This study provides key insights into the dynamic partitioning of stem-respired CO2 between local emission and upward transport via the transpiration stream, with important implications for understanding whole-tree carbon cycling and improving terrestrial carbon flux models. The observation of ARQ values consistently greater than 1.0 demonstrates that transported CO2 can be a significant component and even dominate stem efflux, challenging the common assumption that stem CO2 emissions primarily reflect local respiration and re-assimilation. Diurnal patterns revealed that high temperatures can suppress ARQ, likely due to an increase in local respiration relative to transported CO2, whereas midday ARQ peaks suggest enhanced CO2 transport during periods of high transpiration. Notably, the apparent temperature sensitivity of transported CO2 was greater than that of local mitochondrial respiration, indicating that transpiration-driven transport is more responsive to temperature fluctuations. These findings highlight the role of hydraulic processes in modulating respiratory activity and stem CO2 transport dynamics, and they suggest that transported CO2, if re-assimilated by canopy leaves, may help buffer photosynthesis during periods of reduced stomatal conductance, such as warm afternoons with a high vapor pressure deficit.
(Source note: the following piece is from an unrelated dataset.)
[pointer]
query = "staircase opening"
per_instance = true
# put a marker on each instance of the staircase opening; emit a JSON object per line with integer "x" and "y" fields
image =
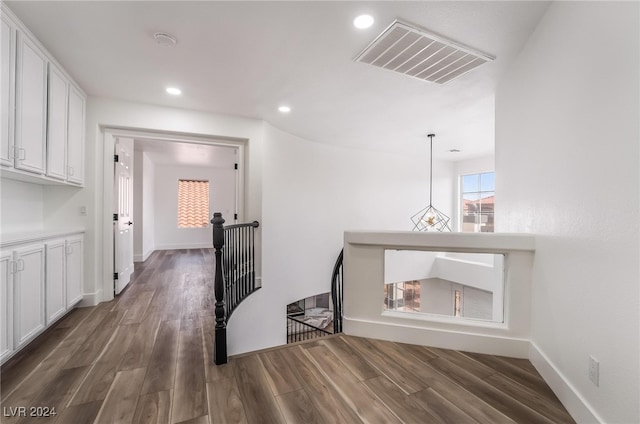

While the results are based on detailed measurements from a single tree near the laboratory, this study introduces a novel, real-time method for quantifying the apparent respiratory quotient (ARQ). When coupled with biochemical, hydraulic, and environmental sensors, this approach can be extended to larger spatial scales and diverse ecosystems to improve our mechanistic understanding of the coupling between plant carbon cycling and water use. Integrating ARQ measurements into carbon and water flux models offers a new framework for capturing the physiological complexity of plant–atmosphere exchange. Further research across forest types and climates will be essential to evaluate the generality of these findings and refine predictions of the global carbon budget.

Author Contributions

Conceptualization, K.J.J.; methodology, K.J.J.; calibration and validation, K.J.J. and P.A.; data collection, K.J.J., P.A., R.O., B.G., G.S., R.K. and C.K.; formal analysis, K.J.J. and P.A.; resources, K.J.J. and J.C.; data curation, J.W. and N.M.; writing—original draft preparation, K.J.J.; writing—review and editing, N.M., J.W., J.C., G.T., R.K. and C.K.; visualization, K.J.J.; supervision, J.C., N.M., C.K. and G.T.; project administration, C.K. and J.C.; funding acquisition, N.M., J.C. and C.K. All authors have read and agreed to the published version of the manuscript.

Funding

This research was supported by the U.S. Department of Energy, Office of Science, Office of Biological and Environmental Research, through the Next-Generation Ecosystem Experiments–Tropics (NGEE-Tropics) project under Contract No. DE-AC02-05CH11231.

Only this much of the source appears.